Temos de avançar para a segunda parte da nossa refeição, o “Carne ou Peixe”. Preferia dar uma volta na roda gigante de Cascais com Rui Rio ou António Costa?
Nunca andei na roda gigante de Cascais.
Mas se tivesse que andar uma primeira vez?
Não andava porque eu tenho vertigens, não me metia numa coisa dessas.
Preferia passar uma tarde na praia do Tamariz com Jerónimo de Sousa ou com Catarina Martins?
Claramente mudava de praia. Essa não é, de todo, a minha praia. Temos tão boas praias em Cascais que iria para qualquer uma das outras praias para não ter essas companhias.
Preferia acertar com uma bola de hóquei em António Capucho ou Gabriela Canavilhas?

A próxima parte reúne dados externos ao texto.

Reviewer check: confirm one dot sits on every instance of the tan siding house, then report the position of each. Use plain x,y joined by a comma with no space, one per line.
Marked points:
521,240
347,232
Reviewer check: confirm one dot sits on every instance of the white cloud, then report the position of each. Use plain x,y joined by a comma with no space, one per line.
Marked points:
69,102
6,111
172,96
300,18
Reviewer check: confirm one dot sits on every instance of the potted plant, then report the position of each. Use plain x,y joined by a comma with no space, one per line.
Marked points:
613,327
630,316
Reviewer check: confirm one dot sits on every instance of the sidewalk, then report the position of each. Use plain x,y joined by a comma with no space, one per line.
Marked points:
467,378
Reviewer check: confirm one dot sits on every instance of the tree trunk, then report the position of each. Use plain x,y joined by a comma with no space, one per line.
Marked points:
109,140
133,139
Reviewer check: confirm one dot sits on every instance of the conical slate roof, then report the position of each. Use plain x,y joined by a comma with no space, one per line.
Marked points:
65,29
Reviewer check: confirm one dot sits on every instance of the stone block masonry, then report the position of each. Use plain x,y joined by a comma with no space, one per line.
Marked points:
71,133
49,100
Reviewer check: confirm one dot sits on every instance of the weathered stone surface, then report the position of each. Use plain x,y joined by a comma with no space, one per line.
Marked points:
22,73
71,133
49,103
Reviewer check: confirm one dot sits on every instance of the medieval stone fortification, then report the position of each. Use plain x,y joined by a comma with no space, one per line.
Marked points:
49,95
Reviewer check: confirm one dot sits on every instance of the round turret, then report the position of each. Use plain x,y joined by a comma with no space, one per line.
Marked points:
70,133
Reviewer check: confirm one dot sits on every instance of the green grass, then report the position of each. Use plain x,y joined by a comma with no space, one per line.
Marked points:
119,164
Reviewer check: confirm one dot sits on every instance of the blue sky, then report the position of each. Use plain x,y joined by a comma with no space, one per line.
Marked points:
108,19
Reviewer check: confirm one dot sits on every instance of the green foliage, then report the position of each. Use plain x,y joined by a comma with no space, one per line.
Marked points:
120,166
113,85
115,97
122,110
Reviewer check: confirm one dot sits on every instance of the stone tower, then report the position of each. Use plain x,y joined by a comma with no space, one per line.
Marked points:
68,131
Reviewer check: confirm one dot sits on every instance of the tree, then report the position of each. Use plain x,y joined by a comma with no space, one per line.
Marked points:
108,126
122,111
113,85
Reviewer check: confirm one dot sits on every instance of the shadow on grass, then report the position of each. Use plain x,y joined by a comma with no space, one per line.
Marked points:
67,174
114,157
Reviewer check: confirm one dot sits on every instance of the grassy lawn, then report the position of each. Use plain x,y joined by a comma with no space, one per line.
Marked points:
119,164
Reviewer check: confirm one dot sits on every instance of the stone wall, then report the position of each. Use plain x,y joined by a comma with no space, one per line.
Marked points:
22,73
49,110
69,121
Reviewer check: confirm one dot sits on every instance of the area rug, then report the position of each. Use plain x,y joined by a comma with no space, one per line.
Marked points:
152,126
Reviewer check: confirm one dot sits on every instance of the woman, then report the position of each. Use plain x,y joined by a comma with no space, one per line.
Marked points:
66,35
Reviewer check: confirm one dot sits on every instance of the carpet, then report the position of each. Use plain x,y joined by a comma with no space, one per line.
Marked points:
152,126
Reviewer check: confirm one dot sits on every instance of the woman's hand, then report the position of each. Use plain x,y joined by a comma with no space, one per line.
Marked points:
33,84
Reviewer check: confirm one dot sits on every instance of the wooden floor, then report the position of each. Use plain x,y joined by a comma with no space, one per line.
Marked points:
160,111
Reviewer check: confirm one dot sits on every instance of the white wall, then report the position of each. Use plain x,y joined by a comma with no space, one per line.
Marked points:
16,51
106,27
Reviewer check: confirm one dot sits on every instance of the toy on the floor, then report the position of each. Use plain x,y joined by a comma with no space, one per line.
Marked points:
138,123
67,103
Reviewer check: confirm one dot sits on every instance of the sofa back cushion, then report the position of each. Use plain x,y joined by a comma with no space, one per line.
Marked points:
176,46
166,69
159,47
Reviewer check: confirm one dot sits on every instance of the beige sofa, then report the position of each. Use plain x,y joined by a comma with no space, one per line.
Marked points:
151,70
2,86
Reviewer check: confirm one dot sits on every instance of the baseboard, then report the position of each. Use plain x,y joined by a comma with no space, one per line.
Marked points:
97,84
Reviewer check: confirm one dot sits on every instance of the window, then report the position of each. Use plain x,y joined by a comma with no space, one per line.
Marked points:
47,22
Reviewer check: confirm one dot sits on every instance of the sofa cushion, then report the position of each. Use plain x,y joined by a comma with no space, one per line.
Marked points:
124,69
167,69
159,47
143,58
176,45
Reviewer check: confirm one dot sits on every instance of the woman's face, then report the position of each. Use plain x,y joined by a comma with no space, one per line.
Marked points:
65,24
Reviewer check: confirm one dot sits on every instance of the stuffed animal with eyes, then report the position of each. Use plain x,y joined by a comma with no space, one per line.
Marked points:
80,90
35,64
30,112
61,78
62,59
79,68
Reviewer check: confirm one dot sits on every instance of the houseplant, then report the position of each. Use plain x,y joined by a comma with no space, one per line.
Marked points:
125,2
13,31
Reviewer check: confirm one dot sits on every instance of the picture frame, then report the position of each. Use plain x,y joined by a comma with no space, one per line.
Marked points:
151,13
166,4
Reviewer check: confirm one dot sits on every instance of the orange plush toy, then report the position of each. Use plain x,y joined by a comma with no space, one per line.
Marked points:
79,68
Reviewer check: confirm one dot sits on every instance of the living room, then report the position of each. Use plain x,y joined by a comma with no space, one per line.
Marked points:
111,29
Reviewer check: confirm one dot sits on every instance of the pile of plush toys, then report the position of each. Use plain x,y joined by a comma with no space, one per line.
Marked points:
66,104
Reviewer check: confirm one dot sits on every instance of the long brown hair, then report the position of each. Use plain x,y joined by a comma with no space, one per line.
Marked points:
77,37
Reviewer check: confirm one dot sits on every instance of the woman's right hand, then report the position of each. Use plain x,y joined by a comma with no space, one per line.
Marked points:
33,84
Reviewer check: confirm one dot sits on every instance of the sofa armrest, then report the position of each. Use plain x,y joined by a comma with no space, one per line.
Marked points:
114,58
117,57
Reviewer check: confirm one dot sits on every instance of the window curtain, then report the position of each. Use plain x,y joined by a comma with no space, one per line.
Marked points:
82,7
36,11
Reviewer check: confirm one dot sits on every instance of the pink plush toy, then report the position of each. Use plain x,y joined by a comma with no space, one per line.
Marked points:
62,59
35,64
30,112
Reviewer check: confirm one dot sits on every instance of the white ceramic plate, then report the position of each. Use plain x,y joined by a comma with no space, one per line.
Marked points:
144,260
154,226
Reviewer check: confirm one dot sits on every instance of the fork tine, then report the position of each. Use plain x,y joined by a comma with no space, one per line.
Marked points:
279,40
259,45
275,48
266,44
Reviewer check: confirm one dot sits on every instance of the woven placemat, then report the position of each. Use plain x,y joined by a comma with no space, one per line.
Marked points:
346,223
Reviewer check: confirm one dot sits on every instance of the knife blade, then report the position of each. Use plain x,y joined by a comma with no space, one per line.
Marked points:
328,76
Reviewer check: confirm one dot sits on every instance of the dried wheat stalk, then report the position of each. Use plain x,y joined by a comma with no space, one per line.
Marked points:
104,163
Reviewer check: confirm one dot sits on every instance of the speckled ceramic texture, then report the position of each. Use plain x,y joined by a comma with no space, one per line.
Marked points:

Eu não sou belicista nem sou violento.
Era sem querer…
Sem querer acertei, infelizmente, em alguns jogadores quando jogava hóquei em patins, mas não sou
Sem querer e devagarinho..
Ambos se portaram muito mal comigo, mas não tenho aqui um sentimento de vingança. Esta pandemia também me veio ajudar muito a melhorar enquanto homem, hoje tenho uma visão sobre a vida muito diferente daquela que tinha há uns anos. Se calhar há uns anos era capaz de acertar com a bola nos dois, mas neste momento não tenho essa perspetiva.
Quando em Cascais reabrisse a discoteca 2001 quem preferia convidar para uma noite a desconfinar, mas obviamente com muita calma. Marcelo Rebelo de Sousa ou Cavaco Silva?
Os dois, são duas figuras, dois políticos que me merecem a maior da consideração e que teria todo o gosto. Talvez o atual Presidente da República pudesse ser um pouco mais divertido que o ex-Presidente da República, mas convidaria os dois com todo o gosto.